Key shared subscriptions in Pulsar

Subscriptions in Pulsar describe which consumers are consuming data from a topic and how they want to consume that data.

Pulsar’s shared subscription model can increase the message processing rate, but it risks losing message ordering guarantees. In a round-robin delivery, there’s no way for the broker to know which messages are going to which consumer.

Key shared subscriptions allow multiple consumers to subscribe to a topic, and provide additional metadata in the form of keys that link messages to specific consumers. Keys are generated with hashing that converts arbitrary values like topic-name or JSON blobs into fixed integer values, and then the hashed values are assigned to subscribed consumers in one of two ways:

  • Auto hash: Uses consistent hashing to balance range values across available consumers without requiring manual setup of hash ranges.

  • Sticky hash: The client manually assigns consumer range values, and then all hashes within a configured range go to one consumer.

This page explains how to use Pulsar’s key shared subscription model to manage your topic consumption.

Prerequisites

This example requires the following:

  • Apache Maven

  • Java OpenJDK 11

  • Astra Streaming access with at least one streaming tenant and one topic

  • A local clone of the DataStax Pulsar Subscription Example repository

  • In the pulsar-subscription-example repo, navigate to src/main/resources, and then edit application.properties to connect to your Astra Streaming cluster:

    application.properties
    service_url=BROKER_SERVICE_URL
    namespace=default
    tenant_name=my-tenant
    authentication_token=ASTRA_DB_APPLICATION_TOKEN
    topic_name=my-topic

Key shared subscription example

  1. To try out a Pulsar key shared subscription, add .subscriptionType(SubscriptionType.Key_Shared) to the pulsarConsumer in SimplePulsarConsumer.java:

    SimplePulsarConsumer.java
    pulsarConsumer = pulsarClient.newConsumer(Schema.JSON(DemoBean.class))
        .topic("persistent://"
            + conf.getTenantName() + "/"
            + conf.getNamespace() + "/"
            + conf.getTopicName())
        .startMessageIdInclusive()
        .subscriptionInitialPosition(SubscriptionInitialPosition.Earliest)
        .subscriptionName("SimplePulsarConsumer")
        .subscriptionType(SubscriptionType.Key_Shared)
        .keySharedPolicy(KeySharedPolicy.autoSplitHashRange())
        .subscribe();

    The keySharedPolicy defines how hashed values are assigned to subscribed consumers.

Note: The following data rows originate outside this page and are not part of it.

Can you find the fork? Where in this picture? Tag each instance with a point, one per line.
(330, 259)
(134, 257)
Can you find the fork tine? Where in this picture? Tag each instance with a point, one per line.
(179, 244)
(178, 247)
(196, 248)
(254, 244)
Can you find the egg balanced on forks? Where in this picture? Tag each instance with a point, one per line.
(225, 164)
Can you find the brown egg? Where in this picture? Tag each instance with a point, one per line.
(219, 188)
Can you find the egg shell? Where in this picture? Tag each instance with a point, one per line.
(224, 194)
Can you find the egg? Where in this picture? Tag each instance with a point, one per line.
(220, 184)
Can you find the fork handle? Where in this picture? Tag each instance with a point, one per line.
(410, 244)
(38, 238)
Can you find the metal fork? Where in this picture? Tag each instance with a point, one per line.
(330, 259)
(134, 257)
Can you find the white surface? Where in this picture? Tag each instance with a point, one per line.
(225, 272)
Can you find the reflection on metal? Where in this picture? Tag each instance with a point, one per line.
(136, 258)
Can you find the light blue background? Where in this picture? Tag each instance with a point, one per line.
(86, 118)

    The above example uses autoSplitHashRange, which is an auto-hashing policy. Running multiple consumers with auto-hashing balances the messaging load across all available consumers, like a shared subscription.

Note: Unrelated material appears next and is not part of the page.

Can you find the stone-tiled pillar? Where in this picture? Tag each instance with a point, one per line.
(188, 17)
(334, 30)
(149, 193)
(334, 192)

    If you want to set a fixed hash range, use KeySharedPolicy.stickyHashRange(), as demonstrated in the following steps.

  2. To use a sticky hashed key shared subscription, import the following classes to SimplePulsarConsumer.java:

    SimplePulsarConsumer.java
    import org.apache.pulsar.client.api.Range;
    import org.apache.pulsar.client.api.KeySharedPolicy;
    import org.apache.pulsar.client.api.SubscriptionType;
  3. Add the following classes to SimplePulsarProducer.java:

    SimplePulsarProducer.java
    import org.apache.pulsar.client.api.BatcherBuilder;
    import org.apache.pulsar.client.api.HashingScheme;
  4. In SimplePulsarProducer.java, modify the pulsarProducer to use the JavaStringHash hashing scheme:

    SimplePulsarProducer.java
    pulsarProducer = pulsarClient
        .newProducer(Schema.JSON(DemoBean.class))
        .topic("persistent://"
                    + conf.getTenantName() + "/"
                    + conf.getNamespace() + "/"
                    + conf.getTopicName())
        .batcherBuilder(BatcherBuilder.KEY_BASED)
        .hashingScheme(HashingScheme.JavaStringHash)
        .create();
  5. In SimplePulsarConsumer.java, modify the pulsarConsumer to use sticky hashing. This example sets all possible hashes (0-65535) on this subscription to one consumer.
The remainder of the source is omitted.